I started Daughter of the Queen of Sheba as a way of having a dialogue on the page with someone I couldn't access in real life-- my mother's incarnation as Sheba, when I was twelve. Like all writers, I kept notebooks; I'd kept diaries as a girl. But my mother kept going, into dizzying flights of bipolar-powered fantasy, and I wanted to see what came next. It was like living with a shapeshifter, a glamorous shapeshifter. And I wanted to capture her. I love the Japanese cover most.
I'm not fussed about where I write. As a journalist, I've written in bus stops and Kurdish mountaintops, on boxes in alleys and more hotel rooms than I can count. People can walk past me and I am oblivious. But this is a favorite spot: the window seat at Renvyle House, where we do our annual writers workshop, "Love Comes in at the Eye." Yeats visited here, and Seamus Heaney too.

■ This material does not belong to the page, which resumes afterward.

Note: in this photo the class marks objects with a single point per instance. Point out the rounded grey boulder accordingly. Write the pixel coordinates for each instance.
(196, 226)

Daily practice. Patience, with yourself. Your version of peace, be it solitude or multitudes. A vision of yourself working, and that space that contains only you and your inner voice, wherever you may be. And don't get up from your chair for more than a few minutes. I feed the birds, do a yoga stretch, and head back upstairs to my desk. This, however, is someone else's desk which they gave me for a day in Napa Valley.